Performance engineering involves understanding the system at the larger scale, knowing where the bottlenecks are and measuring to determine where you are spending large amounts of time in critical paths. You can easily optimize the code and end up with no benefit if your design isn’t prepared to run any faster.
So you should ask what percentage of the entire operation is consumed in calling KeSetEvent. If it is noticible (which would mean the entire operation was short) then I would first ask “why are you doing this operation synchronously in the first place” before I would suggest such a small change as a “performance improvement”. For a short, critical path operation I would move the post processing into the completion routine, spending a little more time at dispatch level in trade for removing the overhead of a potential context switch for each I/O operation.
-p
-----Original Message-----
From: xxxxx@lists.osr.com [mailto:xxxxx@lists.osr.com] On Behalf Of Misha Karpin
Sent: Wednesday, March 08, 2006 4:03 PM
To: Windows System Software Devs Interest List
Subject: RE: [ntdev] Documentation Bug: "Handling IRPs: What Every Driver Writer Needs to
Slava Imameyev wrote:
I do not understand what did you mean in saying: “you must avoid calling KeSetEvent on IRQL==DISPATCh_LEVEL, as you would do while holding a lock.”
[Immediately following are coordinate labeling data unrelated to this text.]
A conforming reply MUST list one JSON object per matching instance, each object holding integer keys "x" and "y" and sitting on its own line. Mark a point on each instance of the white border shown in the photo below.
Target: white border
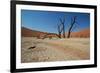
{"x": 20, "y": 65}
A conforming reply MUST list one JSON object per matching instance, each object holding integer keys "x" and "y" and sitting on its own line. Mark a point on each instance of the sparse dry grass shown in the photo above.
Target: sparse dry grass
{"x": 54, "y": 49}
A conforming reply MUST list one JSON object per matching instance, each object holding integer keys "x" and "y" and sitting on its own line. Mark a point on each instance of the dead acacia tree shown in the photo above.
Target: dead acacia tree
{"x": 73, "y": 22}
{"x": 63, "y": 26}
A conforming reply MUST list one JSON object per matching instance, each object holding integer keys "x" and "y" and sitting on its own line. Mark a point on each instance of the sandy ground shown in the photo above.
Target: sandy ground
{"x": 54, "y": 49}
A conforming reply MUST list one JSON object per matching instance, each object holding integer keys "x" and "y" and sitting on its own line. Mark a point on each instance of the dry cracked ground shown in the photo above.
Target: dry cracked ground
{"x": 41, "y": 50}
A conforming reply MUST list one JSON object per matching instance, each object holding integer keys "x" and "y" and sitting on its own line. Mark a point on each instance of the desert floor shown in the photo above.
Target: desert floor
{"x": 41, "y": 50}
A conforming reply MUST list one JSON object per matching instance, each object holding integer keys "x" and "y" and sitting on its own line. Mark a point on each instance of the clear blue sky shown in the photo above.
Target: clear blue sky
{"x": 47, "y": 21}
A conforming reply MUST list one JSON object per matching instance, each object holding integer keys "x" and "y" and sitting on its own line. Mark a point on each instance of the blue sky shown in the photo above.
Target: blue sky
{"x": 47, "y": 21}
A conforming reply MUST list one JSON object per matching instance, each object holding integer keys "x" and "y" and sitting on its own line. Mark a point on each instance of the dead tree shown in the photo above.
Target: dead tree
{"x": 73, "y": 21}
{"x": 63, "y": 26}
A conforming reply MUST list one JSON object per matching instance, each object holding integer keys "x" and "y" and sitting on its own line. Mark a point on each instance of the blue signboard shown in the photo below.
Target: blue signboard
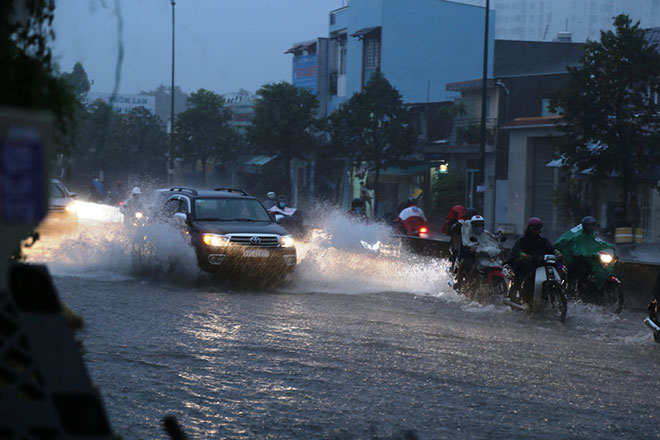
{"x": 305, "y": 71}
{"x": 22, "y": 175}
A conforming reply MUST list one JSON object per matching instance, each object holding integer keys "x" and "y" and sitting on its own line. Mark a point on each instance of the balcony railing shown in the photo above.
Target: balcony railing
{"x": 468, "y": 131}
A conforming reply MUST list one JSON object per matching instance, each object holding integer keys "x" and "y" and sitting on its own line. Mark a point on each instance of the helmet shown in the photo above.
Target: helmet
{"x": 535, "y": 223}
{"x": 477, "y": 223}
{"x": 588, "y": 220}
{"x": 357, "y": 203}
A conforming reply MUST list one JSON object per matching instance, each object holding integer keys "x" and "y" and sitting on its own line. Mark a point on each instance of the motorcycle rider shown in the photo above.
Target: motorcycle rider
{"x": 357, "y": 210}
{"x": 411, "y": 218}
{"x": 473, "y": 233}
{"x": 292, "y": 220}
{"x": 527, "y": 253}
{"x": 270, "y": 201}
{"x": 132, "y": 205}
{"x": 577, "y": 245}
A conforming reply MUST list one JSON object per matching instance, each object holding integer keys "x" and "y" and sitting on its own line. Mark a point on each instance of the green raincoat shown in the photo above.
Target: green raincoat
{"x": 575, "y": 243}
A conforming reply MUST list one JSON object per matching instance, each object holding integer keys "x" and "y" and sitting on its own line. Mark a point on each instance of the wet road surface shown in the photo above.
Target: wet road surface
{"x": 354, "y": 347}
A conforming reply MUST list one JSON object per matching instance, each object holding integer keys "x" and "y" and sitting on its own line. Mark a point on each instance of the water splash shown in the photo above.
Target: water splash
{"x": 101, "y": 248}
{"x": 345, "y": 255}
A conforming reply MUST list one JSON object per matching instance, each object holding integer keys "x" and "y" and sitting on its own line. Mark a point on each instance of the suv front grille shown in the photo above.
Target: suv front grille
{"x": 251, "y": 240}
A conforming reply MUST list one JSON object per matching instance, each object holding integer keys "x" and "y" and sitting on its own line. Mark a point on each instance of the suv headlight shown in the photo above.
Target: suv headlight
{"x": 287, "y": 241}
{"x": 215, "y": 240}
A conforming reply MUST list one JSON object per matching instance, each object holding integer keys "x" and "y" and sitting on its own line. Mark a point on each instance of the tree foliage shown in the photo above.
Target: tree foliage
{"x": 372, "y": 127}
{"x": 78, "y": 81}
{"x": 28, "y": 76}
{"x": 124, "y": 146}
{"x": 609, "y": 106}
{"x": 284, "y": 123}
{"x": 202, "y": 131}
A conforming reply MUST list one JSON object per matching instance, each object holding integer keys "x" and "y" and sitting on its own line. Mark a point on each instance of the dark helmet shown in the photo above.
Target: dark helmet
{"x": 478, "y": 224}
{"x": 535, "y": 223}
{"x": 588, "y": 220}
{"x": 357, "y": 203}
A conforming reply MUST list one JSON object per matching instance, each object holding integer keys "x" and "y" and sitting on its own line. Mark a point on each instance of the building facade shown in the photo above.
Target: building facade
{"x": 419, "y": 49}
{"x": 548, "y": 20}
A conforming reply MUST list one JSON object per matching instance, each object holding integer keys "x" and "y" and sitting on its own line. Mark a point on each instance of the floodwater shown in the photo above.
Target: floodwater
{"x": 355, "y": 345}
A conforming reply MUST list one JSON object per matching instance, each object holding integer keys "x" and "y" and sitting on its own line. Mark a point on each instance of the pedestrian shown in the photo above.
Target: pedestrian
{"x": 633, "y": 212}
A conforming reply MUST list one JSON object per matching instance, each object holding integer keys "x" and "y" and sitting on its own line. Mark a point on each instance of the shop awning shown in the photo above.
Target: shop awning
{"x": 365, "y": 31}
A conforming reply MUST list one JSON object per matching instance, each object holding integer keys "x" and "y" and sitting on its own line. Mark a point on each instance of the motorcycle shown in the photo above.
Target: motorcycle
{"x": 593, "y": 278}
{"x": 486, "y": 280}
{"x": 547, "y": 290}
{"x": 134, "y": 225}
{"x": 652, "y": 320}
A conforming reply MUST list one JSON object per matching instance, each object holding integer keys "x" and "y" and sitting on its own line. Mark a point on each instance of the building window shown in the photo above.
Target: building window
{"x": 370, "y": 55}
{"x": 545, "y": 108}
{"x": 337, "y": 64}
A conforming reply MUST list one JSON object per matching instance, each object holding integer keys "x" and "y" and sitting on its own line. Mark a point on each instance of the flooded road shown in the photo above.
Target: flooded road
{"x": 354, "y": 346}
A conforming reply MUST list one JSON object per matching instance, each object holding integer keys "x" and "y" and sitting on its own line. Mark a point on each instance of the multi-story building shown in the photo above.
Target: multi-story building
{"x": 566, "y": 20}
{"x": 419, "y": 48}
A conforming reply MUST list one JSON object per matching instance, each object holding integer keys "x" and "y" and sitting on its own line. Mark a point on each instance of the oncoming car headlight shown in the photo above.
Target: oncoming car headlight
{"x": 215, "y": 240}
{"x": 287, "y": 241}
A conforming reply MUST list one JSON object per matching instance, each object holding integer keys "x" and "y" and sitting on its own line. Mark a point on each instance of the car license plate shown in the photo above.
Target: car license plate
{"x": 261, "y": 253}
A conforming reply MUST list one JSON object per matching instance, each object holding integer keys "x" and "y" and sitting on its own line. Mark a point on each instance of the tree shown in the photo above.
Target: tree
{"x": 77, "y": 81}
{"x": 203, "y": 132}
{"x": 284, "y": 123}
{"x": 139, "y": 144}
{"x": 28, "y": 76}
{"x": 372, "y": 127}
{"x": 610, "y": 108}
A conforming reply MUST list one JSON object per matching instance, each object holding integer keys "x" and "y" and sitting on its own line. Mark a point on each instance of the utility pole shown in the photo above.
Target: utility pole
{"x": 484, "y": 97}
{"x": 170, "y": 165}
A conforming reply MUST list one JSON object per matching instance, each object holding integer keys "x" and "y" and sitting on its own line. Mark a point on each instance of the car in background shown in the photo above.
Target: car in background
{"x": 230, "y": 230}
{"x": 62, "y": 214}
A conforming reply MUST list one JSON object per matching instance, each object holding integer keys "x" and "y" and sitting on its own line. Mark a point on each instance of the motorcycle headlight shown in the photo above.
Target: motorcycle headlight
{"x": 71, "y": 208}
{"x": 606, "y": 258}
{"x": 215, "y": 240}
{"x": 287, "y": 241}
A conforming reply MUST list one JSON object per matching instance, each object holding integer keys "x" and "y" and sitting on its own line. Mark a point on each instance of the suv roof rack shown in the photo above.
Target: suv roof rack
{"x": 184, "y": 189}
{"x": 233, "y": 191}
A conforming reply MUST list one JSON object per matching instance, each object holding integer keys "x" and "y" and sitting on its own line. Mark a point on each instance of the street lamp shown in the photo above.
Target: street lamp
{"x": 484, "y": 97}
{"x": 170, "y": 168}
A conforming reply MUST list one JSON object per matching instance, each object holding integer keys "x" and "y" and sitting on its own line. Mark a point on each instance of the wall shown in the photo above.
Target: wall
{"x": 520, "y": 191}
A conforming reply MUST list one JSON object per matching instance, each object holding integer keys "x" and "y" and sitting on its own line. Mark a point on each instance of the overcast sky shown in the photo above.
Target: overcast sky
{"x": 221, "y": 45}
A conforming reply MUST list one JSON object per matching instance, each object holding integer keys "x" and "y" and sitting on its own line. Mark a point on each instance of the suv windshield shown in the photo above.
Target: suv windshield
{"x": 230, "y": 209}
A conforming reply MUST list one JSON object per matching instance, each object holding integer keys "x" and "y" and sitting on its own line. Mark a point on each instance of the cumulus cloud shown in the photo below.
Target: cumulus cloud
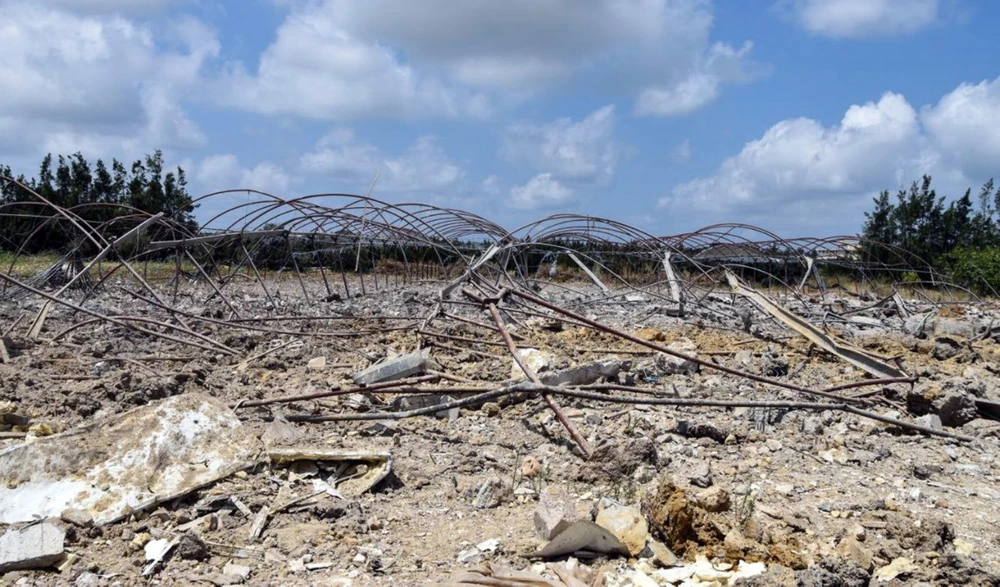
{"x": 824, "y": 176}
{"x": 422, "y": 167}
{"x": 348, "y": 59}
{"x": 862, "y": 18}
{"x": 223, "y": 172}
{"x": 962, "y": 124}
{"x": 99, "y": 82}
{"x": 541, "y": 191}
{"x": 584, "y": 150}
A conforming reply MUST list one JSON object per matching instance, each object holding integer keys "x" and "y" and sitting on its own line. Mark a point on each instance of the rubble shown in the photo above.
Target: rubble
{"x": 340, "y": 402}
{"x": 36, "y": 546}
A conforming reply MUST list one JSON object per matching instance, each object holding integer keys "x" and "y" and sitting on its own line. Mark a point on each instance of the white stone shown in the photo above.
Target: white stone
{"x": 34, "y": 547}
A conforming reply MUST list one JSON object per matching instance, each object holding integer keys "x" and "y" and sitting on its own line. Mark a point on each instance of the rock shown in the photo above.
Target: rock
{"x": 530, "y": 467}
{"x": 538, "y": 360}
{"x": 957, "y": 409}
{"x": 663, "y": 555}
{"x": 899, "y": 567}
{"x": 234, "y": 570}
{"x": 701, "y": 476}
{"x": 671, "y": 365}
{"x": 554, "y": 512}
{"x": 613, "y": 460}
{"x": 35, "y": 547}
{"x": 627, "y": 524}
{"x": 77, "y": 517}
{"x": 963, "y": 547}
{"x": 930, "y": 421}
{"x": 714, "y": 499}
{"x": 190, "y": 547}
{"x": 292, "y": 537}
{"x": 490, "y": 494}
{"x": 471, "y": 556}
{"x": 855, "y": 553}
{"x": 701, "y": 430}
{"x": 812, "y": 425}
{"x": 87, "y": 579}
{"x": 393, "y": 369}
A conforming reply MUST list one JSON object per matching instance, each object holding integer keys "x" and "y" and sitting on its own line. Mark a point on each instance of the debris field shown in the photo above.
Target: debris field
{"x": 340, "y": 391}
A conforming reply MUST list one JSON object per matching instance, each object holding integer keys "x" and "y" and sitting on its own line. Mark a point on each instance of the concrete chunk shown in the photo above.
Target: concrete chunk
{"x": 393, "y": 369}
{"x": 34, "y": 547}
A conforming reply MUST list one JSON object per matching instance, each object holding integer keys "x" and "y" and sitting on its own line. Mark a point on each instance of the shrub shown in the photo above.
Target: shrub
{"x": 976, "y": 269}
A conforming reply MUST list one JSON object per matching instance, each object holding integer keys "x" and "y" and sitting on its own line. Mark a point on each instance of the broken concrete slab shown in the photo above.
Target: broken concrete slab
{"x": 37, "y": 546}
{"x": 555, "y": 511}
{"x": 393, "y": 369}
{"x": 125, "y": 463}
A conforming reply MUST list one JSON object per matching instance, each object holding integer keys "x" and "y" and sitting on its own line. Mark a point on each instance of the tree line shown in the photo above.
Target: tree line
{"x": 960, "y": 239}
{"x": 97, "y": 193}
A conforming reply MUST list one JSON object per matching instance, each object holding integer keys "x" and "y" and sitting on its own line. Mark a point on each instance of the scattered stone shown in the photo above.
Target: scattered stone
{"x": 701, "y": 430}
{"x": 854, "y": 552}
{"x": 930, "y": 421}
{"x": 671, "y": 365}
{"x": 490, "y": 494}
{"x": 701, "y": 476}
{"x": 234, "y": 570}
{"x": 956, "y": 409}
{"x": 35, "y": 547}
{"x": 899, "y": 567}
{"x": 393, "y": 369}
{"x": 627, "y": 524}
{"x": 471, "y": 556}
{"x": 554, "y": 512}
{"x": 80, "y": 518}
{"x": 190, "y": 547}
{"x": 613, "y": 460}
{"x": 663, "y": 555}
{"x": 530, "y": 467}
{"x": 714, "y": 499}
{"x": 963, "y": 547}
{"x": 812, "y": 425}
{"x": 537, "y": 360}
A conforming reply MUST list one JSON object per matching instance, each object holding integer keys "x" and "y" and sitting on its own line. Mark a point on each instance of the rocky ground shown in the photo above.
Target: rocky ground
{"x": 820, "y": 497}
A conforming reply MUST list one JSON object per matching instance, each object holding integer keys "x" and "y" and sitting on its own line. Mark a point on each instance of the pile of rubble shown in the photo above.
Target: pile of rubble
{"x": 493, "y": 426}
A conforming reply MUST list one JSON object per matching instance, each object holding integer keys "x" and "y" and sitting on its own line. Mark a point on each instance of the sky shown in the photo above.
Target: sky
{"x": 666, "y": 114}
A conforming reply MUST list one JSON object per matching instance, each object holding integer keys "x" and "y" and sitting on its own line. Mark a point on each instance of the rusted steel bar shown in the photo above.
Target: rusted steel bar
{"x": 335, "y": 391}
{"x": 686, "y": 357}
{"x": 530, "y": 373}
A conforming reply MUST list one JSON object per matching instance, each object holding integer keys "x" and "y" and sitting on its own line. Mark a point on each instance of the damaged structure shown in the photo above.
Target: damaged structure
{"x": 328, "y": 384}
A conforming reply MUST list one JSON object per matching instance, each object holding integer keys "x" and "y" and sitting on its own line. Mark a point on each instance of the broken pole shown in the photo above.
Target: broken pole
{"x": 530, "y": 374}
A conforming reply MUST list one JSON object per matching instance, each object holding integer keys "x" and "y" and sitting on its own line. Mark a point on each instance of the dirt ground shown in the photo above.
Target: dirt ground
{"x": 821, "y": 497}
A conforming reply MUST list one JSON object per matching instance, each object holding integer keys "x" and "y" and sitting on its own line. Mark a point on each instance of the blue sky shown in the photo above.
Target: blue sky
{"x": 667, "y": 114}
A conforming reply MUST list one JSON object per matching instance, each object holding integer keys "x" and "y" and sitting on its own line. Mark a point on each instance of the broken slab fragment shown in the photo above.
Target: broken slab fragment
{"x": 125, "y": 463}
{"x": 35, "y": 547}
{"x": 393, "y": 369}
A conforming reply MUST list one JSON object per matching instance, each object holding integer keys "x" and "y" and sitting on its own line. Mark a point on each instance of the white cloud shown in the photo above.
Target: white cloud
{"x": 862, "y": 18}
{"x": 342, "y": 60}
{"x": 814, "y": 177}
{"x": 422, "y": 167}
{"x": 681, "y": 153}
{"x": 583, "y": 151}
{"x": 963, "y": 125}
{"x": 875, "y": 145}
{"x": 98, "y": 82}
{"x": 108, "y": 6}
{"x": 224, "y": 172}
{"x": 542, "y": 191}
{"x": 490, "y": 185}
{"x": 317, "y": 69}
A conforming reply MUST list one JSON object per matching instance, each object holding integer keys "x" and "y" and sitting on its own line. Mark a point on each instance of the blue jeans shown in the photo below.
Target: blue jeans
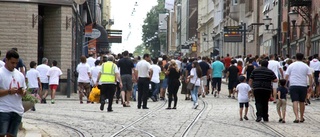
{"x": 135, "y": 89}
{"x": 9, "y": 123}
{"x": 155, "y": 89}
{"x": 194, "y": 94}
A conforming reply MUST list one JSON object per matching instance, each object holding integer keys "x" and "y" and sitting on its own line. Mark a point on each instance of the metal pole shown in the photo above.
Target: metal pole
{"x": 76, "y": 48}
{"x": 244, "y": 39}
{"x": 288, "y": 31}
{"x": 277, "y": 47}
{"x": 68, "y": 83}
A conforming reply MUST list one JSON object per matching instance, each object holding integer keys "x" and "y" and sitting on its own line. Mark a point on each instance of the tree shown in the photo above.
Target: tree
{"x": 151, "y": 24}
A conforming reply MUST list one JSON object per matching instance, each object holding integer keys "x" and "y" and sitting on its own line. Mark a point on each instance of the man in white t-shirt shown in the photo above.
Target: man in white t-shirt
{"x": 144, "y": 74}
{"x": 91, "y": 60}
{"x": 43, "y": 69}
{"x": 155, "y": 80}
{"x": 95, "y": 72}
{"x": 1, "y": 62}
{"x": 297, "y": 73}
{"x": 12, "y": 89}
{"x": 84, "y": 78}
{"x": 276, "y": 68}
{"x": 54, "y": 74}
{"x": 315, "y": 65}
{"x": 33, "y": 80}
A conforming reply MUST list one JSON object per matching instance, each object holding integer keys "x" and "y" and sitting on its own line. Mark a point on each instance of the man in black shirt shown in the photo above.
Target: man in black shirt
{"x": 126, "y": 69}
{"x": 206, "y": 72}
{"x": 232, "y": 77}
{"x": 261, "y": 80}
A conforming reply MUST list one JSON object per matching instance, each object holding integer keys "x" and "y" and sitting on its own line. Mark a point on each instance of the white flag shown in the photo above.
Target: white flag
{"x": 169, "y": 5}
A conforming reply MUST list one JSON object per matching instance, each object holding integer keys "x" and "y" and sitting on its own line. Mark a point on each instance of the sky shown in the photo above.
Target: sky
{"x": 121, "y": 11}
Why do you object to using KeSetEvent at the DISPATCH_LEVEL? Do you know another method for a synchronizing the completion routine with the thread which calls IoCallDriver and wants to wait for an Irp completion at IRQL <=APC_LEVEL? What is the method which does not use any syncronization object with DISPATCHER_HEADER and allows to reschedule the waiting thread?
Response:
“Managing Hardware Priorities” on the WDK: “Driver code that runs at IRQL > PASSIVE_LEVEL should execute as quickly as possible. The higher the IRQL at which a routine runs, the more important it is for good overall performance to tune that routine to execute as quickly as possible.”
KeSetEvent help on WDK: Calling KeSetEvent causes the event to attain a signaled state. If the event is a notification event, the system attempts satisfy as many waits as possible on the event object before clearing the event. If the event is a synchronization event, one wait is satisfied before the event is cleared.
This is, KeSetEvent routine will acquire dispatcher lock, which could be already acquired by another processor, therefore hurting the performance.
Performance optimization is about avoiding resource contention. Then KeSetEvent routine will satisfy a waiting thread readying it for execution.
I think all this is a lot of needless work in a synchronous IRP.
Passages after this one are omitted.